Le temps des H+mmes – Théâtre de Vanves

L’homme biologique est en voie d’extinction. Vive l’homme l’augmentée ! Mais cette nouvelle façon de vivre rend-elle plus libre ? Les questions sur soi et sa place dans le monde sont-elles dépassées ?

 

Dans le cadre d’une résidence, Nicolas Giret-Famin réunit cinq actrices et acteurs : François-Xavier Borrel, Nans Laborde Jourdàa, Alice Pehlivanyan, Magali Song et Valentine Vittoz pour travailler sur le thème du transhumanisme (H+) avec en référence le film « Thérorème » de Pasolini. Chacun travaille au processus d’écriture et en plateau prend naissance « Le temps des H+mmes », qui donnera son nom à la compagnie : LTDH.

Comment sera l’Homme de demain ? Voilà une question qui amène de nombreuses discussions. Beaucoup pense que l’être humain sera augmenté et ainsi affranchit des limites biologiques. Cet angle est choisi pour l’histoire. Nous rencontrons une famille augmentée, composée d’une mère et de trois enfants. Pierre a décidé d’acheter son « home » avec un jardin et de l’aménager comme dans sa jeunesse. Un espace assez vide, dans des teintes gris/bleu où repose juste des coupes, des livres, un banc et des bouteilles. Tout est lié à sa période enfant/adolescent mais il ressent tout de même un vide. Il voudrait mieux se souvenir. Lorsqu’il pose des questions à sa mère, à sa sœur Odette où à son frère jumeau dont il est le clone, aucune réponse ne lui ai apporté. Sa mère lui fait part qu’elle choisit même de se faire supprimer des souvenirs.

Puis voilà que débarque Emily. Pierre n’a aucun souvenir d’elle. Pourquoi devrait-il en avoir ? Elle se fait passer pour la petite amie de Paul, même si ce n’est pas encore officiel. Cette rencontre va changer quelque chose en Pierre en quête de souvenir. Paul, chercheur en neuro-biotechnologie renommé pour ces recherches sur la mémoire et le cerveau profite pour faire quelques tests grandeur nature. Les résultats qu’il va obtenir vont dépasser ces espérances mais il ne pourra jamais s’en rendre compte. Les déchets humains biologiques demanderont plus de travaux pour être mieux opérationnels. L’humain normal aura encore du pouvoir sur les hommes augmentés même si cela peut être autre chose que des meurtres. L’avenir nous le dira.

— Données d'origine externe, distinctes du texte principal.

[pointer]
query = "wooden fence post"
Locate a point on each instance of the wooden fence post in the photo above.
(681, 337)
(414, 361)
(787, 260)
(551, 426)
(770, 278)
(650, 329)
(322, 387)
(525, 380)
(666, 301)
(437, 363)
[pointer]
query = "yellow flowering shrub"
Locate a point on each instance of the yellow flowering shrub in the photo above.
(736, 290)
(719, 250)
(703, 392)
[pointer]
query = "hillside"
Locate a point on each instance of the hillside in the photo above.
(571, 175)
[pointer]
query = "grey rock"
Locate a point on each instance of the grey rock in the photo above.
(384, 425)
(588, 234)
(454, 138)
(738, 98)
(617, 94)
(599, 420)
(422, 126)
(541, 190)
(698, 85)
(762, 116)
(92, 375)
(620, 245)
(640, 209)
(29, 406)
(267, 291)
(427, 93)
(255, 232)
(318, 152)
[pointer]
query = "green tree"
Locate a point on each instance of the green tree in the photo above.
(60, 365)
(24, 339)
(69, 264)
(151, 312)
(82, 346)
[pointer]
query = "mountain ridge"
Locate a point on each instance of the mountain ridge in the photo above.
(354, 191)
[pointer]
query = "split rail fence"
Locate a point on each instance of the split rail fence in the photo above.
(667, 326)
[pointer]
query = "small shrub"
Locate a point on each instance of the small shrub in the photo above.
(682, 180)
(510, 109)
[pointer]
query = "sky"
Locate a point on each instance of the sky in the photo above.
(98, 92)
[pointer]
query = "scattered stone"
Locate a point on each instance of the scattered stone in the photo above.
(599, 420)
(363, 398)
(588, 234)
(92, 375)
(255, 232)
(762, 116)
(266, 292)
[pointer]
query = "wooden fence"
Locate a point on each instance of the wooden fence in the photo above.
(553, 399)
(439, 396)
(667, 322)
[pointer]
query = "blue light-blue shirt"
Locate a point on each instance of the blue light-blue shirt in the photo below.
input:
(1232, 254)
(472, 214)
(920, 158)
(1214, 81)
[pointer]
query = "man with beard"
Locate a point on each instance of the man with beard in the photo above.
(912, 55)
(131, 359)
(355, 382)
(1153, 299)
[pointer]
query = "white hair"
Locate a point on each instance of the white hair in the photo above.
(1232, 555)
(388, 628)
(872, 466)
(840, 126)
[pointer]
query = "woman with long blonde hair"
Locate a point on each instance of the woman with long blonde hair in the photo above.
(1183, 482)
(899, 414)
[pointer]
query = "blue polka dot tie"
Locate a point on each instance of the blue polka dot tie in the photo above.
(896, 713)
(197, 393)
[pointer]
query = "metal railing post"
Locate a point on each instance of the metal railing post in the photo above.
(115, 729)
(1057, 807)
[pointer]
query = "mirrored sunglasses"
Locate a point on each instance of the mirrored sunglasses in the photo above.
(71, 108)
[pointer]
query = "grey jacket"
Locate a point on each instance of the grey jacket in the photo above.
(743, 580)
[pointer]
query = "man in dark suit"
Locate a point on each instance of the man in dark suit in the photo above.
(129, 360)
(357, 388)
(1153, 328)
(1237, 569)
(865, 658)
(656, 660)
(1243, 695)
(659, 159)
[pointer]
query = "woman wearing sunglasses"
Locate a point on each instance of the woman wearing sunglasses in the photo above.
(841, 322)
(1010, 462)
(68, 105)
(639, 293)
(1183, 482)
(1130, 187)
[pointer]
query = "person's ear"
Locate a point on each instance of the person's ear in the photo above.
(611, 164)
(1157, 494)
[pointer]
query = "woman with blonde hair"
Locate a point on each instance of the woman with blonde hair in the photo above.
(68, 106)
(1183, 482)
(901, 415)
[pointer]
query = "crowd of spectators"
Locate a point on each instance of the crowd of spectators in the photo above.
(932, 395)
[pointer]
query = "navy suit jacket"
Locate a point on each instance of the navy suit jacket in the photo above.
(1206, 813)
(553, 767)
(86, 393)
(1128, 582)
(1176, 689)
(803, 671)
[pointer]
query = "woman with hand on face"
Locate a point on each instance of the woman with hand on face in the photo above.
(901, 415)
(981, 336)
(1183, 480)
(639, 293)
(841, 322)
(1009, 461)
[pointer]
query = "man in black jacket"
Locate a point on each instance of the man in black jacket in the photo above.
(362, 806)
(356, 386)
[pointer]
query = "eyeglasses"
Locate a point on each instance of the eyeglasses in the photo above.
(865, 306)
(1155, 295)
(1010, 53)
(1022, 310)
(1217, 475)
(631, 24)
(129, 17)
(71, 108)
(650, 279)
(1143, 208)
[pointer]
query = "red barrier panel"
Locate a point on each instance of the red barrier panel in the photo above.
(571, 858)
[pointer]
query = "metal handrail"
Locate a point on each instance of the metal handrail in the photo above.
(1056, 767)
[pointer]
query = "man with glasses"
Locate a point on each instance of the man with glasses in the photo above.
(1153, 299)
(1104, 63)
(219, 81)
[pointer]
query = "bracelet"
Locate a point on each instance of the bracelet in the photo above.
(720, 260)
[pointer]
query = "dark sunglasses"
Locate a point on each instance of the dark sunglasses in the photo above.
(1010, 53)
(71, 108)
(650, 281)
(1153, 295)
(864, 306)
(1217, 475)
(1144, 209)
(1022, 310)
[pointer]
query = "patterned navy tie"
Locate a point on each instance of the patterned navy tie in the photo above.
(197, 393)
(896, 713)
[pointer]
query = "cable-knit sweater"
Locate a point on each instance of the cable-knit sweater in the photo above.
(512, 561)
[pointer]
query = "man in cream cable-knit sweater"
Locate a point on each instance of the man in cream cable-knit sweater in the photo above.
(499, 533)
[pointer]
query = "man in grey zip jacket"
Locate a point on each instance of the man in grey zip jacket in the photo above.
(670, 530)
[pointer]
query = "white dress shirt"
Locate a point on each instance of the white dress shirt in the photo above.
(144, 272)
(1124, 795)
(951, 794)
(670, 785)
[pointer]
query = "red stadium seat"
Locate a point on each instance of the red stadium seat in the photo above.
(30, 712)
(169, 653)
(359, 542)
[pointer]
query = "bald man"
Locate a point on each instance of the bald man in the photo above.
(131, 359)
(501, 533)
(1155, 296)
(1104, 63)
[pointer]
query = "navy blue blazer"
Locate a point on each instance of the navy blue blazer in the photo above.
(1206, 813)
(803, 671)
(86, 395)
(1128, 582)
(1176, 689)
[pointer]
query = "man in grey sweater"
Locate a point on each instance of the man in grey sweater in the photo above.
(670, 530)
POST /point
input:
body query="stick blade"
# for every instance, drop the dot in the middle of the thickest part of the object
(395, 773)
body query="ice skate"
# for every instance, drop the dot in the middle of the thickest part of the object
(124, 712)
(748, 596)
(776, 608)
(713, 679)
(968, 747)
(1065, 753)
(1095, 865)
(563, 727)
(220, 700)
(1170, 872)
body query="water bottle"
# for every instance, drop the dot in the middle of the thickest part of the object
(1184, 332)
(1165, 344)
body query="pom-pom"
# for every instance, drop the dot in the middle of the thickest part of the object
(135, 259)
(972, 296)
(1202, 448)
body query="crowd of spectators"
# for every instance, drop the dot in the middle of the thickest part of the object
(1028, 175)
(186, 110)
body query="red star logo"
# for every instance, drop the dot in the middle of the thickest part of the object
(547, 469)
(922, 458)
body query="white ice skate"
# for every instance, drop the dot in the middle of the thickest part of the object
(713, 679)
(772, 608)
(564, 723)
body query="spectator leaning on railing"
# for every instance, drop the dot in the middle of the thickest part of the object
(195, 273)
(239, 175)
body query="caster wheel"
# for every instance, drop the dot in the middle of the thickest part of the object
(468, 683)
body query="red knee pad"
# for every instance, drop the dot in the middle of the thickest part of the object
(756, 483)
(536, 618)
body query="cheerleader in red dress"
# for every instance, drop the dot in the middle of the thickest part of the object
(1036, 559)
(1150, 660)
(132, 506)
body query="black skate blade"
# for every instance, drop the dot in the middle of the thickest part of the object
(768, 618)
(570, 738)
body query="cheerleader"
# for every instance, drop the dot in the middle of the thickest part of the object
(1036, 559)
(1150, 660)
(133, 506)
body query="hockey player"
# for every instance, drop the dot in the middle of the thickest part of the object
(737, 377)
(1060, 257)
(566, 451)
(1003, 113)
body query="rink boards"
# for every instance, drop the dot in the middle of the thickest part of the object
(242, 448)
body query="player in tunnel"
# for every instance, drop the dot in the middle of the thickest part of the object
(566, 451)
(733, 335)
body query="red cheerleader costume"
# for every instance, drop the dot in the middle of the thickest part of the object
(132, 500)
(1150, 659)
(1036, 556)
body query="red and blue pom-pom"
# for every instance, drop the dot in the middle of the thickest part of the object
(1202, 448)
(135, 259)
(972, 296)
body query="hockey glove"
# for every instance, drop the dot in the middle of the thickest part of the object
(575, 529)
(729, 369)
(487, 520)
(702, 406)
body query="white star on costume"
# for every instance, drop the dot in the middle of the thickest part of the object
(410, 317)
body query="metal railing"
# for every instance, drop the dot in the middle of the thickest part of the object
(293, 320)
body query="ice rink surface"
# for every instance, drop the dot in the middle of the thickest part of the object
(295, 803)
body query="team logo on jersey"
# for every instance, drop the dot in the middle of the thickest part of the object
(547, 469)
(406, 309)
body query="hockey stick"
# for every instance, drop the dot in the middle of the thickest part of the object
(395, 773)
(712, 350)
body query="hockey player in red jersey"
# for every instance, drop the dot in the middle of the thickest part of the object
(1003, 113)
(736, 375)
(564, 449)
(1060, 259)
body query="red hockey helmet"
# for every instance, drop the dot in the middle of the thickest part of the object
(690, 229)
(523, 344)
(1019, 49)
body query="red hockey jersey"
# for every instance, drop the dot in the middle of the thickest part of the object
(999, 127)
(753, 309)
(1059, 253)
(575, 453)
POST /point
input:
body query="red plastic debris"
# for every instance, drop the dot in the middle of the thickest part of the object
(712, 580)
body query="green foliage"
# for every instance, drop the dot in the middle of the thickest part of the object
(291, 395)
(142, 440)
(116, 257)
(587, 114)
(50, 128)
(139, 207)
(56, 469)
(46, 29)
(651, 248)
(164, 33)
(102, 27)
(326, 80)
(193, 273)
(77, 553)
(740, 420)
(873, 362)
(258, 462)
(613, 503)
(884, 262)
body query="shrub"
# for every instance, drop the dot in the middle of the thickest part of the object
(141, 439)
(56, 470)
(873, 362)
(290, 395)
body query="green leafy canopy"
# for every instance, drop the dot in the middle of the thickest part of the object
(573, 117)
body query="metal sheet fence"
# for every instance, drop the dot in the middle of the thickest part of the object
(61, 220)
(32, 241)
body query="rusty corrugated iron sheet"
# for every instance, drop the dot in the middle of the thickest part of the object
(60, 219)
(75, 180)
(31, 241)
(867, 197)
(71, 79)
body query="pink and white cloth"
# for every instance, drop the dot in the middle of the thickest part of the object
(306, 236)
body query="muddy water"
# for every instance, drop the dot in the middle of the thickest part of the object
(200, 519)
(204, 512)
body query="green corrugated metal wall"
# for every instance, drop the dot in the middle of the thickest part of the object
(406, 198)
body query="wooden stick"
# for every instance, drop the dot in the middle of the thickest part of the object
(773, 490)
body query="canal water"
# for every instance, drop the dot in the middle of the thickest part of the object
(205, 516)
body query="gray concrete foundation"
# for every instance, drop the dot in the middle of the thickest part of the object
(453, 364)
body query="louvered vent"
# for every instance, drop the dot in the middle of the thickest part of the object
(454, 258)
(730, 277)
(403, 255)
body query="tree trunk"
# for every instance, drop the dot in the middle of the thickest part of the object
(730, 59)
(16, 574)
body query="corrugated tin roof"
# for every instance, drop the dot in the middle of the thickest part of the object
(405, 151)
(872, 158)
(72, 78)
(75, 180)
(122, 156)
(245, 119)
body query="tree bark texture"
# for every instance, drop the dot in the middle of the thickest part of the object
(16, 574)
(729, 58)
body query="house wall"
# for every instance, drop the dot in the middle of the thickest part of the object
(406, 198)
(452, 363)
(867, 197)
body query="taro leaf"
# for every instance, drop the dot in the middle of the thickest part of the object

L’ambiance sonore de Bertrand Wolff se veut étouffante, créant un malaise. On voit que ce Pierre toujours souriant à quelque chose qui ne tourne pas rond.  Le décor très allégé avec cette omniprésence de bleu et de gris renforce une image futuriste dans laquelle un secret tabou se cache derrière le conformisme. Les touches de couleurs se trouvent derrière la baie vitrée avec du gazon vert et des cailloux en cartons . On y verra des gens prendre des bains de soleil, s’embrasser et donner naissance à des ronces. Dérives humaines, imagination tordue, animations improbables, dans tous les cas nous serons projetés dans un monde assez tranchants avant de revenir à la réalité froide. Pierre n’est pas Pierre. Et derrière ces souvenirs de la mort d’un enfant se cache un psychopathe qui n’a pas pu être totalement bien réorienté. L’angoisse de l’impermanence refait surface et glace le sang.

 

 

Un spectacle assez singulier autour d’un secret de famille et de l’homme de demain. Attention âme sensible, votre réflexion risque d’être augmentée.